やっぱり平丸には、ネガティブチックな アイディアがよく似合う──という今回の話でした。

『バクマン。』に出てくる天才は、作風を変えずに成功しています。これからも平丸はネガティブな世界を作り続けるだろうし、エイジは王道バトルで戦い続ける。

この 2 人の天才が、いつもとは違うふんいきのマンガを描いた時には、まったく評価されません。毒気のない平丸の作品を読んだ吉田は落胆し、エイジの描いた恋愛マンガは順位が低かった。

そう考えると、コロコロと作風を変えた末に、日の目を見ない作品を何作も描いてきた亜城木夢叶は、成功への道をちゃんと歩んでいるのかな──と不安になります。ほとんどが自分たちのわがまま──もとい、向上心のせいですケド。

描く世界をガラッと変えて成功した蒼樹紅や、畑違いのところから急成長した岩瀬が、亜城木たちの未来を照らす救いの女神なのかも。

すごい 宣伝効果よね

完全に「悪」(と書いて「ワル」)という感じの七峰です。次回あたりでスタンド能力を使ってきそう。
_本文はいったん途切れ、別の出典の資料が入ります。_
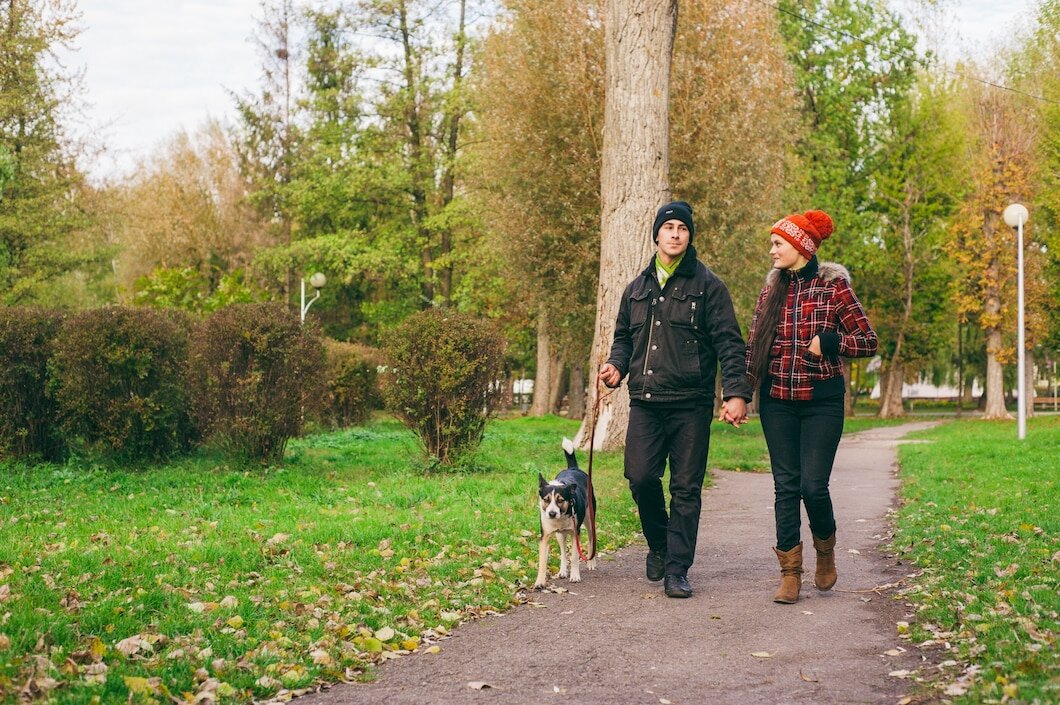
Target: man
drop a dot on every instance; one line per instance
(675, 321)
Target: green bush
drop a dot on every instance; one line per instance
(442, 379)
(353, 388)
(255, 374)
(120, 379)
(28, 416)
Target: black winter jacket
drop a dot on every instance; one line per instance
(669, 338)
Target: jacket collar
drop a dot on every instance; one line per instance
(686, 268)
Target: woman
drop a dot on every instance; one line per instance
(807, 316)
『バクマン。』の世界では、近未来(たしか 2015 年)でも『トリコ』は続いているようです。ほかの作家の描いた作品が、ここまではっきりと表紙に出てくることは、けっこう珍しい気がする。しまぶー友情執筆で描いた──とかだったりして(無報酬で?)。

現実世界でもそれだけ長く連載が続くだろう──と、ある程度は確信して描いているのでしょうかね? あと 4 年後の「ジャンプ」なんて、誰も予測ができないと思います。「ジャンプ SQ.」なんて、電子出版を進めようとしているのに……。